From Delhi we travelled down the mainline of the former Bombay, Baroda and Central India Railway, the western route from the Indian capital to the city now known as Mumbai. We got off about halfway between the two cities, at the railway town of Ratlam in central India. We had been assured that steam was still running on the metre-gauge line to Indore and beyond. To my dismay, however, the first train arriving from Indore was hauled by a diesel. Still, later in the day a steam engine did back slowly onto the late afternoon train.

Asphyxiated

The train for Indore and beyond was officially classified as 'fast passenger', but it went very slowly. That did not deter travellers. I had to sit in the luggage rack to interview one of the passengers. Others who could not even find a luggage rack to sit in, or who wanted to avoid the attention of the ticket collector, sat on the roof. Many of the passengers were milk vendors. The sides of the carriages were lined with milk churns. When I ask one of the vendors why they used this slow train every day, he pointed out of the window to a bus clambering in and out of potholes, labouring even more slowly than the train along what passed for a road – enough said. An added benefit for the milk vendors was the piping-hot water the engine driver obligingly provided them with to sterilise their churns at one of the interminable halts the train made.

Beyond Indore, on the same metre-gauge line, we met the divisional railway manager. He had found us a steam engine that gave diesel trains a helpful push as they crawled up one of India's steepest gradients. The engine was elaborately decorated in our honour. We travelled down to the bottom of the valley in the manager's personal coach. On the climb back we travelled on the footplate of the steam engine. I saw what the driver in Jalandhar had meant about needing four eyes. Our wheels spun as the train pulled slowly out of the station, with our engine bursting a gut doing its bit to help the diesel at the front get up enough speed to tackle the incline. On the footplate the driver and his crew got about their business. The driver had to keep his eye on the track ahead, watch all the gauges, make sure the firemen were doing their job and check that there was an adequate supply of coal from the tender. I thought I was going to be asphyxiated by black smoke as we roared through a tunnel, but the crew was far too busy to worry about what was clearly seen as a minor inconvenience.

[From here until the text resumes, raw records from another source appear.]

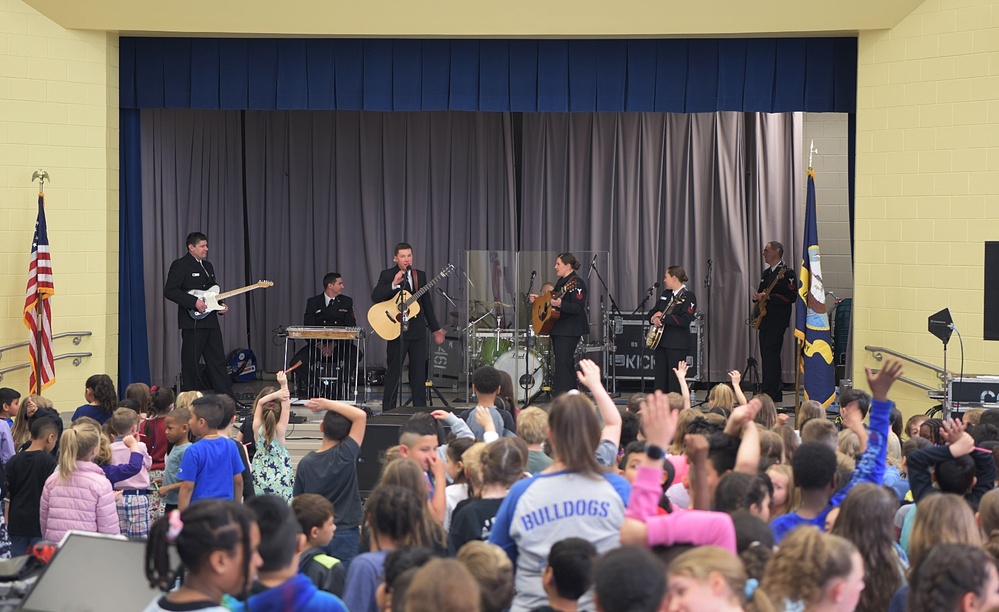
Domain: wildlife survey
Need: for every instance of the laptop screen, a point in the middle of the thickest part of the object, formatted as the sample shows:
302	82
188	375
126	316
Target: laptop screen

A day later, we reached the town of Wankaner in Gujarat. There, we stayed with the 91-year-old maharaja in his vast palace, a mad mélange of European architectural styles with a bit of Mughal and Hindu thrown in. The centrepiece was a tall clocktower. The maharaja still remembered travelling in his royal carriage painted in blue, the state of Wankaner's official colour.

We were in Wankaner because of a report that India's last steam-hauled freight train ran from there. It did and, to my delight, I rode in the guard's van. I had always thought sitting peacefully and watching the countryside roll by would be an idyllic life. I was convinced by the time we reached the Arabian Sea and the remote saltpans of the Rann of Kutch. Our film ended with an elegiac shot of the evening sun with, in the distance, smoke funnelling from a steam-engine pulling a salt train across the saltpans, a satisfactory but sad end to a journey with an uncertain start. Sad because it was clear we had seen the last of steam's 'Indian summer' and, as far as we knew, the last of mainline steam on any of the world's great railway systems.